I headed back and up in the direction of the moto, there are more rocks resting on top of formations and also a better view back onto the Golden section. I ran back to the moto as I was fairly late, our driver then decided to take me over to another section, here I slipped on some of the gravel and slid out about 15 feet luckily there was a cone to break the fall, so all I had was a sore bum and scratched hands. The elevated area we ended up in offered great views of Cerro Panculo and also further down were spectacular rock formations, three crowns, King, Queen and Prince.
The journey back to Pampachiri was easy enough, we broke down only once, saw condors across a narrow valley, picked up another passenger and had a few photo stops.
Back at Pampachiri we stopped at El Silencio restaurant and had a nice stew for lunch with chicha morada black corn drink. We met a Peruvian tourist at lunch and walked up the town with her. We then booked our bus ticket for 5am, there was one at 3am but we decided to try to get a bit of sleep in Hotel Cristobal. We then visited the church which was as wacky as the one in Andahuaylas, it was hard to see what holds it together and there were some pretty cool statues. I climbed up the bell tower which had 3 antique bells on top and gave a decent view of the square, I also got to smack my head off the ceiling on the stairs, I am short so it must have been built for some pretty tiny people. Other than this there are some nice views from the town and the option of heading to a waterfall a couple of kms out of town.
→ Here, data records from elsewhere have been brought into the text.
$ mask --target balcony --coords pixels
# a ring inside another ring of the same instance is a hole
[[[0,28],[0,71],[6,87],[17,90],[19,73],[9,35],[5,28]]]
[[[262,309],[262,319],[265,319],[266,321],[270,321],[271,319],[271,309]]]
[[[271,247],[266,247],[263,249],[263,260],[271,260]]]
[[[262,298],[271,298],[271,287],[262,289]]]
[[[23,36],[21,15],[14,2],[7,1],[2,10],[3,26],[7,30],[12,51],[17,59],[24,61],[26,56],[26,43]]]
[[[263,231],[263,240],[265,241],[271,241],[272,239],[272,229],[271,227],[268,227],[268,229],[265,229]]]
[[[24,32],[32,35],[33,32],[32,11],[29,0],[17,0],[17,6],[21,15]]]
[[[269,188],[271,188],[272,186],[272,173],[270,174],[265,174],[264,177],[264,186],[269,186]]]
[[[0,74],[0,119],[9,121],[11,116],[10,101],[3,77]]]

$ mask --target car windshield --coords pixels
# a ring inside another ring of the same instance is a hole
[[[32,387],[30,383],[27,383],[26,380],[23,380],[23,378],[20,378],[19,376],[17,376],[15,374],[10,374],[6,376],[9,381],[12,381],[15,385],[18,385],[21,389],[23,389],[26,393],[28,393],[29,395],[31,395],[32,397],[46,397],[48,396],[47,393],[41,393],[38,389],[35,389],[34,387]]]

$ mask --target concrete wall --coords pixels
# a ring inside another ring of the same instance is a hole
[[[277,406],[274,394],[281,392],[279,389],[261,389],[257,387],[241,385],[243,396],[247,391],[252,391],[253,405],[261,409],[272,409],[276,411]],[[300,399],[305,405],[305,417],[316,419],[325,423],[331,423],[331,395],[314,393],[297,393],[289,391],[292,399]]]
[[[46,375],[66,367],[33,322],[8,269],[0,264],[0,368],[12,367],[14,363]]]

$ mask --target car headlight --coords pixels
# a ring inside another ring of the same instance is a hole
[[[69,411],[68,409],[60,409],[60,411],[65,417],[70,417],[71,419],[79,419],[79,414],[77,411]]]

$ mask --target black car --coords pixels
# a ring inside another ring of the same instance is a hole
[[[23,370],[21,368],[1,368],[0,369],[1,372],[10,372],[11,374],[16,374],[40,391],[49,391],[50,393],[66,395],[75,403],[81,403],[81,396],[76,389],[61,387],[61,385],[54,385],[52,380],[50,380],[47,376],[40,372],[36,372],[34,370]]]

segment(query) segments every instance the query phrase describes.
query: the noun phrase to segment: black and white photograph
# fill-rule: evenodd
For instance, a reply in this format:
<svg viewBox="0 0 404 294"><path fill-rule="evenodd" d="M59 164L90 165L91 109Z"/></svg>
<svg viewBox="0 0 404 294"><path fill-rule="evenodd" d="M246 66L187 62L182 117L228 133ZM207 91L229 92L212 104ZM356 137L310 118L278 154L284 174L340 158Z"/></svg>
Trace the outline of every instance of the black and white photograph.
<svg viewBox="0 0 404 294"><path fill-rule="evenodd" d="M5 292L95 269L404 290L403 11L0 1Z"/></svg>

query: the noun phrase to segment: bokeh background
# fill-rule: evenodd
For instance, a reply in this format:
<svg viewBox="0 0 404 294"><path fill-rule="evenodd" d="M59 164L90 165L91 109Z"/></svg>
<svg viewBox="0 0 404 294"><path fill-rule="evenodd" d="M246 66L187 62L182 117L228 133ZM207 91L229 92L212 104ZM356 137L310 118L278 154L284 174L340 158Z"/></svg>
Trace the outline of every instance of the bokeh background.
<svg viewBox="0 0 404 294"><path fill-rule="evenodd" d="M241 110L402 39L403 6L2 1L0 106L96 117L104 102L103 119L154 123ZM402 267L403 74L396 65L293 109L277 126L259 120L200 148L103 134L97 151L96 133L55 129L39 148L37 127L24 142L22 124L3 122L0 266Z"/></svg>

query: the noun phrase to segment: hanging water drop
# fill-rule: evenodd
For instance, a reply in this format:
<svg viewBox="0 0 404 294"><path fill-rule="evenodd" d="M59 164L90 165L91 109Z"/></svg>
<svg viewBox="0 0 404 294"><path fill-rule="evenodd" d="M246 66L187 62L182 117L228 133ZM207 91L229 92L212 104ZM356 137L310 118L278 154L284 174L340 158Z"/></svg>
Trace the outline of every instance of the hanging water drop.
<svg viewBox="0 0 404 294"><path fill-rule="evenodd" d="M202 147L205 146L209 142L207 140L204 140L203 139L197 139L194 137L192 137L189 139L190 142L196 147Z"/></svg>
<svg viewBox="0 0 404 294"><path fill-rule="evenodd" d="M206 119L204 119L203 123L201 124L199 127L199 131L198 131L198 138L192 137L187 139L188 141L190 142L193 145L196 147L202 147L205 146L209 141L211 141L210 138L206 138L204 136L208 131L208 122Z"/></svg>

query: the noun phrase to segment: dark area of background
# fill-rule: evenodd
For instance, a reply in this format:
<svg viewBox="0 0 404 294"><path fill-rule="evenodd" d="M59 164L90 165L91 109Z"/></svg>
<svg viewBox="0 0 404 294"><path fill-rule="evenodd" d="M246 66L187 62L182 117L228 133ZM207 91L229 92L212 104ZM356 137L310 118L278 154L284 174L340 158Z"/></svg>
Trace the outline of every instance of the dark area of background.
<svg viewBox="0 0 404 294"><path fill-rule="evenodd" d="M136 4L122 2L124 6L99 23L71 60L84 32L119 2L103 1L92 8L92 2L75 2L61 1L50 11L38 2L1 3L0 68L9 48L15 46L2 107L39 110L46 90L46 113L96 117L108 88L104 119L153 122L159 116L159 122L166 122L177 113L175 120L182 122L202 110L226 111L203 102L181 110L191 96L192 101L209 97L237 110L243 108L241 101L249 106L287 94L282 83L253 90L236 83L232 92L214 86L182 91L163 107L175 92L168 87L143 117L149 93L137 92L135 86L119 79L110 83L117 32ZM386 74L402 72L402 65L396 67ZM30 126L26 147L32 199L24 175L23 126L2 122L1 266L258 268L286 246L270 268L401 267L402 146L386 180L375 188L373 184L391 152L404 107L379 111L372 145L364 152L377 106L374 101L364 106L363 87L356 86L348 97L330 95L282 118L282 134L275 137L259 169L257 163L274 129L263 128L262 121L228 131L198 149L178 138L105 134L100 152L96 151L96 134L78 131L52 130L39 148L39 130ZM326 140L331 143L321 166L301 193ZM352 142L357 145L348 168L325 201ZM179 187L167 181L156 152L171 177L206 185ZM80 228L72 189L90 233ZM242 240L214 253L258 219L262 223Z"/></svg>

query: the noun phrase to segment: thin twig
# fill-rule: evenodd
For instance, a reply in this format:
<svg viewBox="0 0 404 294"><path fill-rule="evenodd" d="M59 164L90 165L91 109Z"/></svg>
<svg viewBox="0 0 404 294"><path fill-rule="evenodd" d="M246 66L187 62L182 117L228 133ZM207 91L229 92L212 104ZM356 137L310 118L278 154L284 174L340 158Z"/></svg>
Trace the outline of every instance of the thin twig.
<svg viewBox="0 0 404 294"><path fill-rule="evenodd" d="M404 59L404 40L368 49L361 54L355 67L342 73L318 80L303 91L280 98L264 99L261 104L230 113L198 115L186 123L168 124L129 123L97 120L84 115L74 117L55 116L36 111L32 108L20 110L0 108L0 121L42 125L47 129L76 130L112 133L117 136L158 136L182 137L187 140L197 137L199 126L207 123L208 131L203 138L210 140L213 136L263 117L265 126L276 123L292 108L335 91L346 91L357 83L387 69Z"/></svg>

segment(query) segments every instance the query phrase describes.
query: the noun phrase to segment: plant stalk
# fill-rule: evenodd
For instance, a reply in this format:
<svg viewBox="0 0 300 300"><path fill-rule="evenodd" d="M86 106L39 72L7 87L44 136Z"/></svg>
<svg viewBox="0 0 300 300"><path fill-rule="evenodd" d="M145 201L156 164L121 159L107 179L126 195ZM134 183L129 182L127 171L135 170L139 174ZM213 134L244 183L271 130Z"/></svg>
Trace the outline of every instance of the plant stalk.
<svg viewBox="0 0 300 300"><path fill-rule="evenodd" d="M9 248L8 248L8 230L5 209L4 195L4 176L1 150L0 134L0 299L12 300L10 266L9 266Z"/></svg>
We returned to the hotel and slept til about 4am and got up to catch our collectivo. This collectivo was packed full and we were in the back this time, it was also freezing. Our driver was also a bit of a lunatic, as in he drove very fast. The sunrise was kind of a relief as we knew he could see where he was going, unfortunately we could see what he was doing which didn’t help our nerves or stomachs. This journey took 2 hours 30, two hours shorter than our journey to Pampachiri. We had planned to spend another night in Andahuaylas but as this journey was so short arriving before 8, we decided to collect or bags and head to Abancay en route to Cusco. I would really recommend the trip to Pampachiri especially if you are spending time in Cusco, it is truly worth the effort just to see the smurf houses and the porcupine rock forest.